Comment en effet ne pas voir que les gardiens de la révolution islamique sont exactement ce que leur nom clame, à savoir les gardiens du régime islamique, c’est-à-dire … le coeur du régime des mollahs lui-même?

Le reste (gouvernement, parlement - constitué quand même aux deux tiers d’anciens gardes -, société civile, etc.) ne représentant en fait qu’une sorte de coquille vide, ce que nous qualifiions dernièrement de démocratie Potemkine, destinée à occuper les regards (y compris par la fiction des luttes et des divisions conservateurs-modérés du régime) pendant qu’agit dans l’ombre et autour du vrai maitre dudit régime l’ex-président (sous mandat d’arrêt international) Ali Rafsandjani, l’oligarchie militaro-religieuse au pouvoir depuis bientôt 40 ans …
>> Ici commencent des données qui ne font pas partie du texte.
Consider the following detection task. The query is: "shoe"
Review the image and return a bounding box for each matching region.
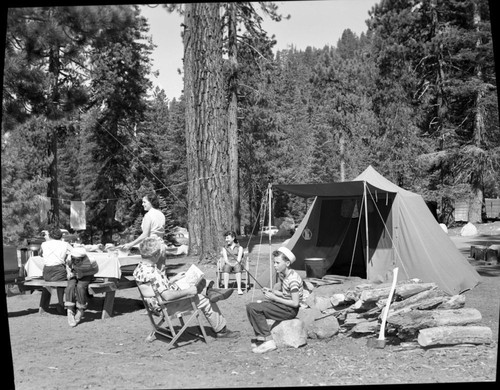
[250,339,266,348]
[215,329,240,339]
[56,303,65,315]
[68,309,76,327]
[196,278,208,294]
[75,309,84,324]
[252,340,276,353]
[207,288,234,303]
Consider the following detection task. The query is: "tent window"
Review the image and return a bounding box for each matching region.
[316,196,394,248]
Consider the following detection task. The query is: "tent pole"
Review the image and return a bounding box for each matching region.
[363,181,370,272]
[267,183,273,290]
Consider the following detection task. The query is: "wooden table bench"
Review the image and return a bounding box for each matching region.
[20,276,136,320]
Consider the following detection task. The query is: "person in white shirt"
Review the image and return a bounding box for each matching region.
[122,192,166,265]
[123,193,165,250]
[40,228,73,314]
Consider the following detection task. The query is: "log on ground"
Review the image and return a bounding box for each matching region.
[417,326,493,347]
[387,308,482,331]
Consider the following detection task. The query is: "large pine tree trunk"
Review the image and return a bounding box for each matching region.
[469,3,484,223]
[183,3,231,260]
[227,3,241,234]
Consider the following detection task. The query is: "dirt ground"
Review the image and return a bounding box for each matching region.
[3,222,500,390]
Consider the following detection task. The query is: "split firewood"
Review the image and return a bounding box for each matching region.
[417,326,493,347]
[438,295,465,310]
[395,282,437,300]
[359,299,386,318]
[387,308,482,332]
[350,299,376,313]
[342,313,366,328]
[359,286,391,302]
[415,296,448,310]
[330,294,345,306]
[388,288,447,316]
[351,320,380,334]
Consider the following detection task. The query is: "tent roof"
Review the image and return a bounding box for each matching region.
[274,165,400,198]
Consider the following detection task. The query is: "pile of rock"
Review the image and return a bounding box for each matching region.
[298,280,492,347]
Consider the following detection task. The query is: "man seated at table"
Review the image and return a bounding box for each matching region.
[133,237,239,339]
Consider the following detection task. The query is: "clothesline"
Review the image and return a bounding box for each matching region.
[37,174,228,203]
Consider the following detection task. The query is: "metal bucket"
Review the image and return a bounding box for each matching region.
[305,257,327,279]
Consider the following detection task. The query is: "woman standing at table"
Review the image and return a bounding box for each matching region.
[40,227,73,314]
[123,192,165,261]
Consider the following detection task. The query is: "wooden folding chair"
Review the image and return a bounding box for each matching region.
[215,249,250,292]
[137,283,208,350]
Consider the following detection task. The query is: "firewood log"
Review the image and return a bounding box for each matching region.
[351,320,380,333]
[387,308,482,331]
[395,283,437,300]
[389,287,447,316]
[438,294,465,310]
[417,326,493,347]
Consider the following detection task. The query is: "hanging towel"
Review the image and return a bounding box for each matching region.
[69,201,86,230]
[38,195,50,222]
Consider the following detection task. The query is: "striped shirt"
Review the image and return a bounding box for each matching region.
[133,261,176,311]
[279,269,304,302]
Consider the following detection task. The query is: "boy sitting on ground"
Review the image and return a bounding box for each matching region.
[246,247,303,353]
[133,237,239,338]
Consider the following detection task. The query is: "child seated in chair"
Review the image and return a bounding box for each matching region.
[133,237,239,339]
[221,231,243,295]
[246,247,303,353]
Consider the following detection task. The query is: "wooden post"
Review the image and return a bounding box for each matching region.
[267,184,273,289]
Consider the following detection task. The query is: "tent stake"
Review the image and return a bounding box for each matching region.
[267,183,273,289]
[363,181,370,272]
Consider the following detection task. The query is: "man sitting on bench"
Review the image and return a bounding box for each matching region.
[133,237,239,339]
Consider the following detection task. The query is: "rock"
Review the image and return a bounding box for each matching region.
[307,314,340,339]
[460,222,478,237]
[309,294,332,311]
[271,318,307,348]
[297,307,323,330]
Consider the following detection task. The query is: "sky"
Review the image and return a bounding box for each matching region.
[142,0,380,100]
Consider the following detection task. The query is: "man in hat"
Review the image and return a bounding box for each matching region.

Voir aussi l’article du WSJ (sur le site de l’OMPI):

Une force redoutable perturbe le monde des affaires en Iran
Andrew Higgins
The Wall Street Journal

Octobre 2006

Montée en puissance des radicaux et incursion des mystérieux gardiens de la Révolution dans un aéroport qui s’emparent de contrats d’énergie

Affrontements à l’aube sur une plateforme de forage dans le Golfe Persique

Très tôt un matin d’août, deux navires militaires iraniens ont accosté l’Orizont, plateforme pétrolière flottante roumaine située au large des côtes de l’Iran. Des hommes armés ont grimpé sur la plateforme de forage et l’ont prise d’assaut.

Viorel Petcu, responsable de la plateforme, a téléphoné à son patron en Roumanie pour l’informer que les Iraniens avaient commencé à faire feu. La ligne a ensuite été coupée, les Iraniens ayant réquisitionné la salle des communications et rassemblé les 19 travailleurs roumains sur l’hélisurface. Personne n’a été blessé, a rappelé M. Petcu, qui s’est exprimé plus tard depuis la plateforme toujours en état de siège, mais « on se serait cru à la télévision ». L’Iran nie avoir ouvert le feu.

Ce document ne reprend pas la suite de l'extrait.